Distribution: Fedora Core 1 Hardware Environment: Kernel: 2.6.x, vanilla, untainted, compiled with GCC 3.4.2 and GCC 2.95 vanilla CPU: Intel Pentium 3 EB (FSB 133MHz) MB: Asus P3V Via Apollo Pro 133 FSB 133MHz RAM: Hyudai 256Mb PCI 133 running @ 133MHz IDE0 channel: UDMA Mode 66Mbytes/sec (hda - Seagate 120Gb, hdb - Seagate 20Gb) IDE1 channel: UDMA Mode 33Mbytes/sec (hdc - Sony CRX320E, hdd - Mitsumi) Problem Description: Steps to reproduce: When reading files at maximum speed (no background processes/tasks running even at runlevel 1 with only init and bash in memory) either from filesystem or directly from /dev/hd? devices CPU load is 100% with IO wait around 60%. The same happens when copying files within hda or hdb or from hda to hdb and vica versa. Tested with: dd if=/dev/hda of=/dev/null bs=10M dd if=/mnt/hda1/somefile of=/dev/null bs=10M cp /mnt/hda1/somefile /mnt/hda1/othername cp /mnt/hda1/somefile /mnt/hdb/ Windows XP Professional SP2 consumes around 92% CPU when copying files between two HDDs on the same IDE cable and around 50% when reading/writing files. Expected results: CPU load as in Windows XP or less (otherwise what for is DMA intended for). This situation happpens even if I leave the only hda device (with all others unplugged). /dev/proc entries and lspci -vvv output are attached
Created attachment 3678 [details] different /proc information
I can't reproduce these results. Are you using 'top'? Do you have up-to-date procps package? AFAIR Fedora Core 1 is not 2.6 ready ie. it has procps-2.0.17 while procps-3.2.0 is required.

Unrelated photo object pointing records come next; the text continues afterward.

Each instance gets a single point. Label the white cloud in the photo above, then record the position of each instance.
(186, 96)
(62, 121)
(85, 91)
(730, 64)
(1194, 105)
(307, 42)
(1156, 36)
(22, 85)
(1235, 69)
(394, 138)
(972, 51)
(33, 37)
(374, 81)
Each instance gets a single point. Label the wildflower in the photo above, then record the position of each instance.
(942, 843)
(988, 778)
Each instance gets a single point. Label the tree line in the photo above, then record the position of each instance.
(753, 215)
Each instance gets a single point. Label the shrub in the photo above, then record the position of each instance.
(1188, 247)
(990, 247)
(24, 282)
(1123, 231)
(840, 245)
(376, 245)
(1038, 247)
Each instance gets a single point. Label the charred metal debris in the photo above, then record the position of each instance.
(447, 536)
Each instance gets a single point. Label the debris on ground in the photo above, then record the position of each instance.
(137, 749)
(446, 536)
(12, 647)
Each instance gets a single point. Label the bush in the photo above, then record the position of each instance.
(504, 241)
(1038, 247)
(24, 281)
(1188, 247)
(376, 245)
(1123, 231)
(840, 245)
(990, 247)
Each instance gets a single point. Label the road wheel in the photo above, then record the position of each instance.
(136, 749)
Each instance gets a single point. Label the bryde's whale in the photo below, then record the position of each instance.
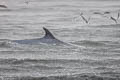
(48, 39)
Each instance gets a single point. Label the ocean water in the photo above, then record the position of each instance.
(94, 53)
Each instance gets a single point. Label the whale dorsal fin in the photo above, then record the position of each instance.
(48, 34)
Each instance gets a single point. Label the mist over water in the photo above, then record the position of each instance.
(94, 51)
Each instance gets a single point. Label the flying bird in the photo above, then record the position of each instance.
(118, 16)
(112, 18)
(86, 21)
(3, 6)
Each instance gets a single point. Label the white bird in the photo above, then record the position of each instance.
(112, 18)
(86, 21)
(3, 6)
(118, 16)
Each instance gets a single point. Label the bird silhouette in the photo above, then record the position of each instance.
(112, 18)
(3, 6)
(86, 20)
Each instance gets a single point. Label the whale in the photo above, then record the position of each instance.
(48, 38)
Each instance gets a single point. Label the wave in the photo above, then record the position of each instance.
(65, 77)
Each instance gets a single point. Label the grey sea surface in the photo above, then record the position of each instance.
(94, 53)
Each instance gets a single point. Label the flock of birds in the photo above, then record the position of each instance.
(84, 18)
(104, 14)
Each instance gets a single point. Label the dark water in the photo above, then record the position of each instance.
(94, 53)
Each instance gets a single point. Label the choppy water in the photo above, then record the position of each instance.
(95, 56)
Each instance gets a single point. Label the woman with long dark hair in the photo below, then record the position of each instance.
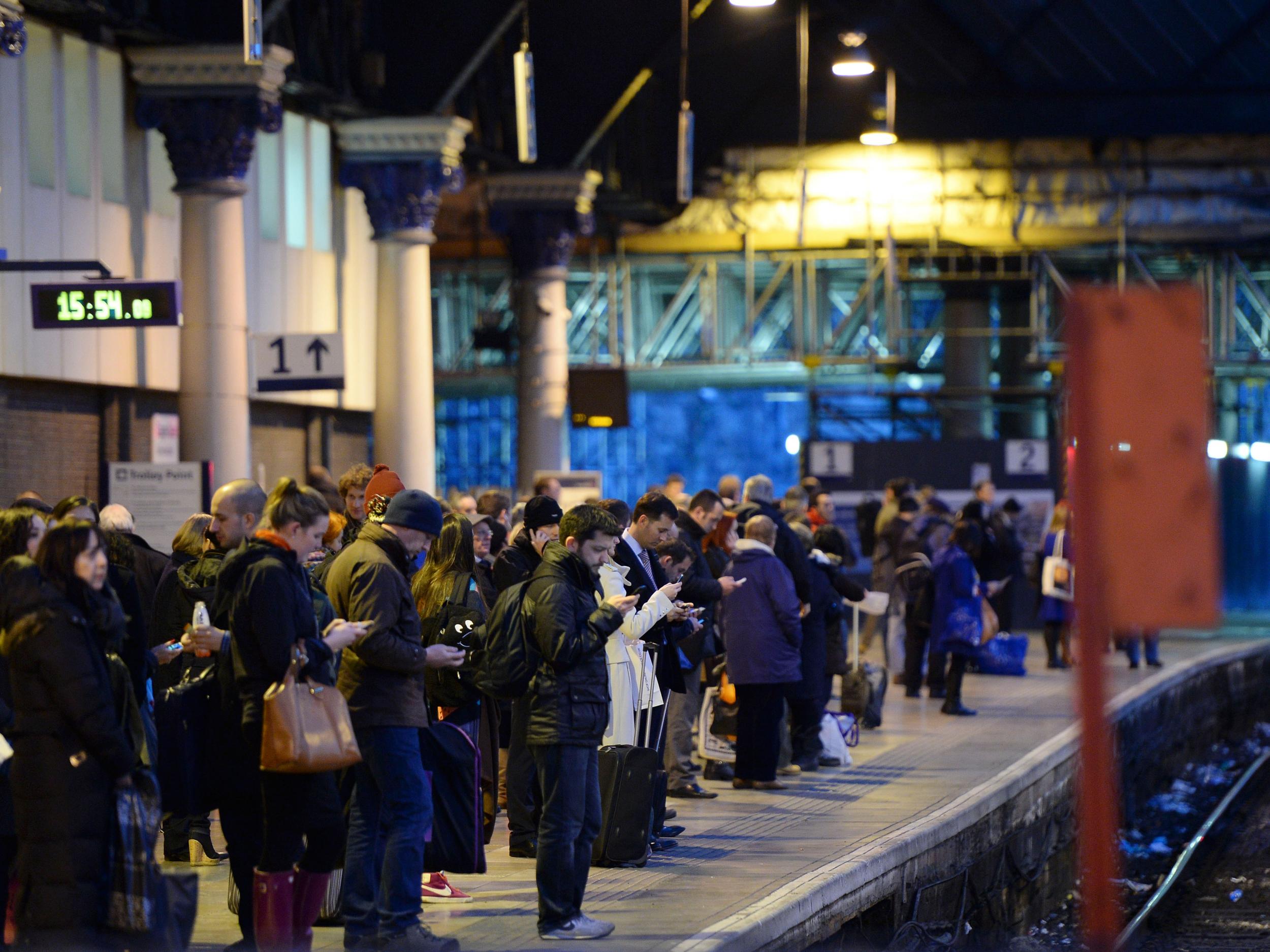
(70, 749)
(266, 592)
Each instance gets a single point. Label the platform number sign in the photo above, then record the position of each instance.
(831, 460)
(1027, 457)
(299, 362)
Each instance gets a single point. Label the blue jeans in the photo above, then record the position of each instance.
(390, 815)
(569, 780)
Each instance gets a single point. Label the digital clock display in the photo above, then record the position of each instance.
(97, 304)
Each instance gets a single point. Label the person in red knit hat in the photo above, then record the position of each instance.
(380, 490)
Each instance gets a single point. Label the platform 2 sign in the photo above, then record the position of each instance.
(299, 362)
(101, 304)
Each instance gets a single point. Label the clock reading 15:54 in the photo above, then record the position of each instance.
(94, 304)
(105, 306)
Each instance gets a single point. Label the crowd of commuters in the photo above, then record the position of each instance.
(629, 612)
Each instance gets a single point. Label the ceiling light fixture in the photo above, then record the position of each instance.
(856, 61)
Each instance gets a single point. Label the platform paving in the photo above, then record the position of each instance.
(743, 847)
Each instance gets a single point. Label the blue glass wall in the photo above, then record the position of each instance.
(700, 433)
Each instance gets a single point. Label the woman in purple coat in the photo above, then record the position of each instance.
(957, 622)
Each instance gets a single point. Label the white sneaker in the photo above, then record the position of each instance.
(581, 927)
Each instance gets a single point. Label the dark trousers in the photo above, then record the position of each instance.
(569, 780)
(304, 818)
(758, 728)
(390, 816)
(920, 649)
(243, 826)
(522, 782)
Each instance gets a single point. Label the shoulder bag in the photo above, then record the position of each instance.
(306, 725)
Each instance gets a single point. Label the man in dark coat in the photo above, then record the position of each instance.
(758, 502)
(383, 678)
(763, 630)
(516, 564)
(568, 704)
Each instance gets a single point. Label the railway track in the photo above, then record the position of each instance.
(1217, 895)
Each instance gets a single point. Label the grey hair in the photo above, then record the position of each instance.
(758, 489)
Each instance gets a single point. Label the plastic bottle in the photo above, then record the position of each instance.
(202, 620)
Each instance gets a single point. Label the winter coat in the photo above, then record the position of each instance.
(1056, 611)
(69, 752)
(383, 674)
(760, 621)
(957, 621)
(569, 692)
(271, 612)
(516, 563)
(179, 590)
(788, 549)
(702, 588)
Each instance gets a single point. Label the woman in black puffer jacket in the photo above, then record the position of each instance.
(266, 593)
(70, 750)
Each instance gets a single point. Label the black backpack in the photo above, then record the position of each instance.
(509, 658)
(459, 626)
(867, 524)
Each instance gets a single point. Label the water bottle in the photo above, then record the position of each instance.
(201, 620)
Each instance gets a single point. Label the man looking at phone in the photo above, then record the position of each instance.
(516, 564)
(382, 677)
(568, 709)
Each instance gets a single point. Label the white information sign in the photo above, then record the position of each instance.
(831, 460)
(299, 362)
(1027, 457)
(164, 438)
(159, 496)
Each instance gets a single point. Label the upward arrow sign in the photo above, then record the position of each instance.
(318, 348)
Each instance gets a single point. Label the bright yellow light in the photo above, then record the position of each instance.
(852, 68)
(878, 138)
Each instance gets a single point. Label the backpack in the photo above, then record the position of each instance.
(867, 524)
(509, 656)
(459, 626)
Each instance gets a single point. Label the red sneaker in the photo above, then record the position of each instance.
(437, 889)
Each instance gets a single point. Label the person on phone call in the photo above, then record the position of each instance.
(271, 615)
(516, 564)
(568, 706)
(383, 678)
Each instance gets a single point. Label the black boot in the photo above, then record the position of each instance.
(953, 704)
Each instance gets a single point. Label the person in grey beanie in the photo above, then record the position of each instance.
(383, 681)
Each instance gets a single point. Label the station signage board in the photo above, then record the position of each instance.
(299, 362)
(106, 304)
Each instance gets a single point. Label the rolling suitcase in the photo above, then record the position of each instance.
(628, 789)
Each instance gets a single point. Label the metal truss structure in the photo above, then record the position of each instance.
(845, 314)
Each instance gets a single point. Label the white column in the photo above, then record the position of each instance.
(543, 375)
(403, 168)
(209, 105)
(214, 402)
(542, 214)
(405, 423)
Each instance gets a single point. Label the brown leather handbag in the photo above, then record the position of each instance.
(306, 725)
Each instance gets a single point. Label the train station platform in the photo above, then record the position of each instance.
(753, 866)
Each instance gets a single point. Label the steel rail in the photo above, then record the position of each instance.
(1184, 859)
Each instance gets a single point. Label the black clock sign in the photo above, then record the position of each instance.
(106, 304)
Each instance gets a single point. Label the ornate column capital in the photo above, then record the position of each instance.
(403, 167)
(209, 105)
(13, 31)
(543, 212)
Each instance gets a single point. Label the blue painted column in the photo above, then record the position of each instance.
(209, 105)
(542, 214)
(403, 167)
(13, 31)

I used both procps versions and they are all giving the same information. I also rebooted in kernel 2.4.27-pre3 and CPU load in it is only 60% on most heavy I/O operations
*** This bug has been marked as a duplicate of 3049 ***
damn, should be #3094 :)
*** This bug has been marked as a duplicate of 3094 ***
My bug is _not_ related to bug number 3420. I don't use i2c drivers at all. It is POSSIBLY related to bug number 3094 but I don't see to be any similar. Please, reopen
Isn't too high I/O load something similar?